Al cabo de unas horas empecé a gritar. Acudió la simpática enfermera.

—Lo siento —dije—, pero no puedo moverme, de otro modo habría llamado al timbre.

—No debería gritar tanto; en la habitación de al lado hay un paciente con tifoidea.

—Lo siento…

—El doctor no llega hasta la una. Tiene que embalsamar al alemán.

Sentí náuseas.

—Es solo por el calor —dijo la muchacha.

—¿Le importaría pedirle a esa gente que deje de cantar?

Se marchó. Los obreros siguieron cantando hasta la puesta del sol. Yalé no vino.

Por la noche me puse a charlar con la enfermera.

—¿Cómo puede trabajar con este calor? —pregunté.

—Es cuestión de costumbre. Si uno está sano…

—¿Cree usted que recuperaré la salud?

Sonrió.

—¡Ojalá solo tuviéramos casos tan sencillos como el suyo!

—¿Quiere usted decir que mientras uno no tenga la tifoidea…?

—No, no quiero decir eso. Aquí la gente se muere fácilmente, de todo tipo de enfermedades. Pero fíjese en su pie.

—Pues sí, parece bastante sano.

—Salvo la herida. En un par de días podrá bailar otra vez.

—¡Ojalá se tratara solo de bailar!

—¿No le ha dicho el médico que la darán de alta dentro de un par de días?

—¡Ojalá solo se tratara de eso!

—¿Pero qué es lo que teme usted? —preguntó la simpática muchacha.

Me incorporé ligeramente.

—Oiga —dije—, ¿cree que me pondré bien? ¿De veras escribió usted la carta que dicté?

Dejó su labor a un lado.

—Por supuesto —dijo en un tono que revelaba cierta extrañeza—, ¡por supuesto!

—Sí, sé que le dicté una carta para mi amiga Yalé.

—¿Se acuerda?

—Primero lo negué, pero ahora lo confieso.
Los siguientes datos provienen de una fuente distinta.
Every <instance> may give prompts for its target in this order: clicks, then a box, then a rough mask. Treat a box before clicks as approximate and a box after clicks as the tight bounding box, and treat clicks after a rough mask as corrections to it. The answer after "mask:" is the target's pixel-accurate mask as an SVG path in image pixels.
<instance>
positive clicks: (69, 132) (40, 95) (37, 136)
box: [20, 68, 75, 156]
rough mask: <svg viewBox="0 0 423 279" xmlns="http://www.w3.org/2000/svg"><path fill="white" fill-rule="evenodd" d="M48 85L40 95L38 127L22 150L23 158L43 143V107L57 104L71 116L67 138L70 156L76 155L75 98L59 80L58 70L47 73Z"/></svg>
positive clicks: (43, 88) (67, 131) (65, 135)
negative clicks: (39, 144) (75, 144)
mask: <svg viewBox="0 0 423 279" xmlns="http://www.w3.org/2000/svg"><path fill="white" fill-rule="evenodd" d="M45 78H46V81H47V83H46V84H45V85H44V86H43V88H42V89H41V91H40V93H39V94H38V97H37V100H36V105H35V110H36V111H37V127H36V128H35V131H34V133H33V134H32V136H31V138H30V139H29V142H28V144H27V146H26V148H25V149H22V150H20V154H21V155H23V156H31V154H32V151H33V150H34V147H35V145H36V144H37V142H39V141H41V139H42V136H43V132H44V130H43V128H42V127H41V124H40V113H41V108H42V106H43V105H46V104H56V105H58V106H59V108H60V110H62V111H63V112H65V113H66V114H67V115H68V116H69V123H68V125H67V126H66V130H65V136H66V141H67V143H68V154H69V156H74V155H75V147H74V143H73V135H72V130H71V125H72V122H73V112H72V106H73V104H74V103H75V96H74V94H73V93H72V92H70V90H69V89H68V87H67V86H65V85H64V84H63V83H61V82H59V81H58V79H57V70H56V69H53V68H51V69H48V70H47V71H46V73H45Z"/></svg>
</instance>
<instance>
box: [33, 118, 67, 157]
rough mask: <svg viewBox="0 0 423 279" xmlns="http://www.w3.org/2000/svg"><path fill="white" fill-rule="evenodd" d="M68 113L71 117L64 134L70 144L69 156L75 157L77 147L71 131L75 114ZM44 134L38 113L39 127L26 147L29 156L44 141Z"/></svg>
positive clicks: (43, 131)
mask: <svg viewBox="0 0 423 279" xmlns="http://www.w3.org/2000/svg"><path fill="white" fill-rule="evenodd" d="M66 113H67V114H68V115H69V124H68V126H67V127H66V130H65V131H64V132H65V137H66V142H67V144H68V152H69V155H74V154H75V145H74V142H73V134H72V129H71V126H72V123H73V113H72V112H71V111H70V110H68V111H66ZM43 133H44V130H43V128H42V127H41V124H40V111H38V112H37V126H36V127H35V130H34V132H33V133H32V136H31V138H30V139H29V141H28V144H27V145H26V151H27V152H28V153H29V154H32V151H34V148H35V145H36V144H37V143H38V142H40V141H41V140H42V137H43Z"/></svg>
Sé exactamente lo que hice. Sé lo que dice la carta… Pero ya ve usted, aun así la chica no viene.

—Quizá hoy no ha tenido tiempo.

—Usted no entiende de eso. Tampoco vendrá mañana.

—¿No podría tener un poco de paciencia?

—No —dije—, usted no entiende de eso. ¡Si uno empieza a tener paciencia en este país está perdido!

La simpática muchacha se inclinó sobre mí.

—Tiene un poco de fiebre, debería tratar de dormir —dijo. Y como no contesté nada añadió de improviso—: No hay que empezar a temer a este país ni a responsabilizarlo por lo que pueda pasar. ¡Más vale no empezar!